Personally I think the networks money is better spent throwing it at developing the NuBer LocalNuBits concept I wrote about.

Developing a gateway connected to payment processors puts the people in charge of that service in significant risk. Those processors could choose to shutdown the service, the service has to earn some money for the people running it (harsh truth… it won’t earn them anything. The demand for NuBits isn’t there yet). There’s probably other downsides.

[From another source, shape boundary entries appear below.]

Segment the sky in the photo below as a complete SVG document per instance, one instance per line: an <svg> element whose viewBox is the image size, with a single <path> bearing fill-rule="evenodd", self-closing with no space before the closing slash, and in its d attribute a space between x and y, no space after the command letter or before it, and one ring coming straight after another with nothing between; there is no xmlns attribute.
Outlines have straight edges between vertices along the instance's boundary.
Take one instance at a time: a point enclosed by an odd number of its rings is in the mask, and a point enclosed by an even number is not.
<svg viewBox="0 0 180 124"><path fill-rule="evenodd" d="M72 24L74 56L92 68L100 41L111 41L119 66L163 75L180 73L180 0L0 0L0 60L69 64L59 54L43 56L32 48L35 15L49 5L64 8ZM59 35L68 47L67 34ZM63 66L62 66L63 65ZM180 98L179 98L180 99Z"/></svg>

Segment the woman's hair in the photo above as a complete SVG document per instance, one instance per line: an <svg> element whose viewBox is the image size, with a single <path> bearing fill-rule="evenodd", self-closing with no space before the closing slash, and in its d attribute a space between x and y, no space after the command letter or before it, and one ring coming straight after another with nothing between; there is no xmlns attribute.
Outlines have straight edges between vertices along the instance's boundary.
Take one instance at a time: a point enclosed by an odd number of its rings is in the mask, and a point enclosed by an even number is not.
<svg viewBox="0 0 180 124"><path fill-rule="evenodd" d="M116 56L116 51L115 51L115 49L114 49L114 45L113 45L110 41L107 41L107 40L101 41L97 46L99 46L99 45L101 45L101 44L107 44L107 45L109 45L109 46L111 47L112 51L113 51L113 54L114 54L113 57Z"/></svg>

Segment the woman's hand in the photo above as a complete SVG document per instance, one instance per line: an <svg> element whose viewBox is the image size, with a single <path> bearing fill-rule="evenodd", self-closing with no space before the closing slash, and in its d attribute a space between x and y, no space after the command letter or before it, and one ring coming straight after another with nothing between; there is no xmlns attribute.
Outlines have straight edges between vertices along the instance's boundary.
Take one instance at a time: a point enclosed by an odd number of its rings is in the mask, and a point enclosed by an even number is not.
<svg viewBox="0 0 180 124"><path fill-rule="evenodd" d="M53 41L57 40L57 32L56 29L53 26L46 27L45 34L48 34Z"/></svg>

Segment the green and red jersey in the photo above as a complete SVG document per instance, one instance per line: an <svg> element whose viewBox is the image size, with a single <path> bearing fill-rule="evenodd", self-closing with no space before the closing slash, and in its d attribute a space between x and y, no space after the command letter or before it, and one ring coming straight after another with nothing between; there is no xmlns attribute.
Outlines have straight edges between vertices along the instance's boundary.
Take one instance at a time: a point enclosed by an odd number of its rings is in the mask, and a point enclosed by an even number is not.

Why does updating NuDroid to assist in becoming a LocalNuBits platform make more sense? Local NuBits traders can trade literally anything for NuBits. It doesn’t just have to be USD… It can be Euro, Yuan, Bitcoins, Ethereum, a car, cookies, cat food… anything. The platform would simply streamline the process of getting someone who wants NuBits in touch with someone willing to trade for them. Any web service connected to the platform wouldn’t actually be involved in any trading, and because of that it’s much less likely to be shut down. Any connected web service would be for metadata or statistics of the LocalNuBits platform. Trading would happen directly between buyers and sellers locally. It would put the legal obligations on the shoulders of the people making the actual trades as well. This would also encourage moving NuBits where we want them. Off exchanges and into peoples pockets where they will most likely use them. Like cash in their pocket instead of sitting on some exchange account (assuming they’ll meet somewhere in public and trade via mobile apps). Even if the mobile app gets banned the apk can still be distributed and installed.

I think there’s a lot more benefit in trying to encourage individuals to transfer NuBits among each other (even personally for goods and services).